風吹き荒れる「入門の山」、栃木 岩場続きの朝日岳、避難場所なく

登山道付近で男女4人の遺体が見つかった栃木県那須町の朝日岳=7日午後(共同通信社ヘリから)

 遭難したとみられる男女4人の遺体が見つかった栃木県那須町の朝日岳は都心からのアクセスがよく、登山口から3時間程度で標高2千メートル近い山頂にたどり着く「入門向けの山」として人気が高い。一方、現場付近は強風が吹きやすく、岩場の稜線が続く。登山ガイドは「危険な状況になっても逃げ込める場所がない」と話し、“落とし穴”の存在を指摘する。

 現場の登山道は風が強いことが多いが、遮る森林はないという。日光・那須山岳ガイド協会の登山ガイド芝田信久さん(66)は「直接風を食らってしまう」と話す。ガイド中、「これ以上は危ない」と判断し、引き返したことが何度もあると振り返る。

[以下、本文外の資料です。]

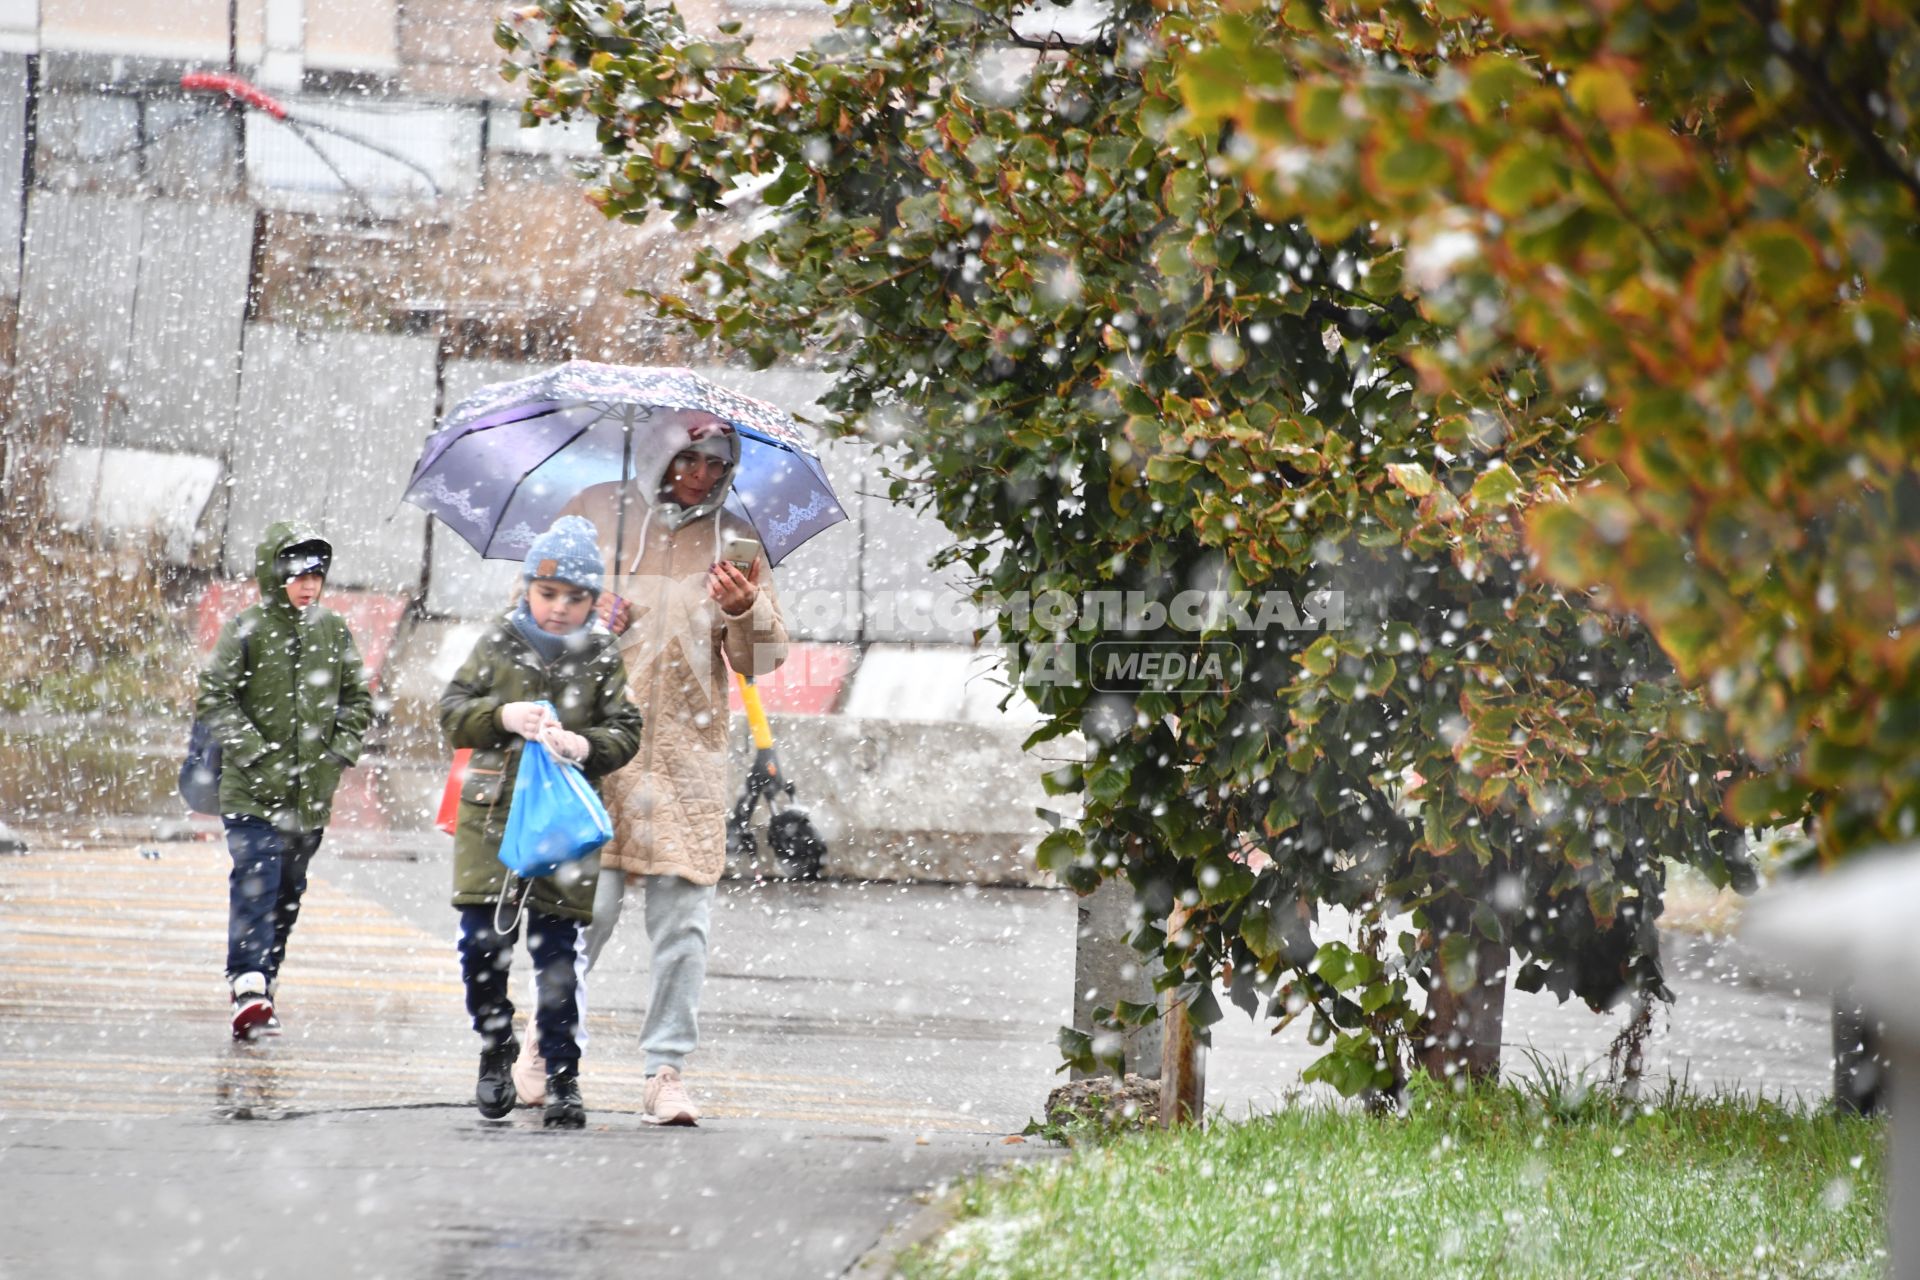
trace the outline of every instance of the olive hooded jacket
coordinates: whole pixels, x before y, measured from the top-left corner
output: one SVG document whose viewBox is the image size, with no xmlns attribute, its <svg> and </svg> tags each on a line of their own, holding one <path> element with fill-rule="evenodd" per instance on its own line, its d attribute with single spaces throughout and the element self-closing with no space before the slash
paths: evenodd
<svg viewBox="0 0 1920 1280">
<path fill-rule="evenodd" d="M 289 547 L 324 543 L 282 521 L 254 549 L 260 602 L 220 631 L 200 673 L 195 711 L 219 740 L 220 812 L 283 831 L 318 831 L 340 773 L 360 759 L 373 719 L 367 675 L 347 623 L 331 609 L 296 609 L 275 562 Z"/>
<path fill-rule="evenodd" d="M 509 615 L 510 618 L 511 615 Z M 500 838 L 506 834 L 522 740 L 500 725 L 509 702 L 550 702 L 560 723 L 587 740 L 581 766 L 589 779 L 612 773 L 640 746 L 640 709 L 627 699 L 627 672 L 619 647 L 605 631 L 582 635 L 577 653 L 547 662 L 503 618 L 467 655 L 440 697 L 440 726 L 456 749 L 473 758 L 460 788 L 453 837 L 453 903 L 497 902 L 506 884 Z M 593 918 L 598 854 L 563 865 L 533 882 L 527 902 L 567 920 Z"/>
</svg>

 こうした状況下でも登山を続ける人はいるという。今年5月には男女2人が強風で下山できなくなり、警察に救助された。難易度の高い山ではないが、天候の判断を誤れば事故につながる恐れがある。

 最近まで猛暑が続いたため、夏用の装備で登る人も多いが、栃木県内の山は既に雪が降っているところもあり、芝田さんは「冬用の装備が絶対に必要だ」と語った。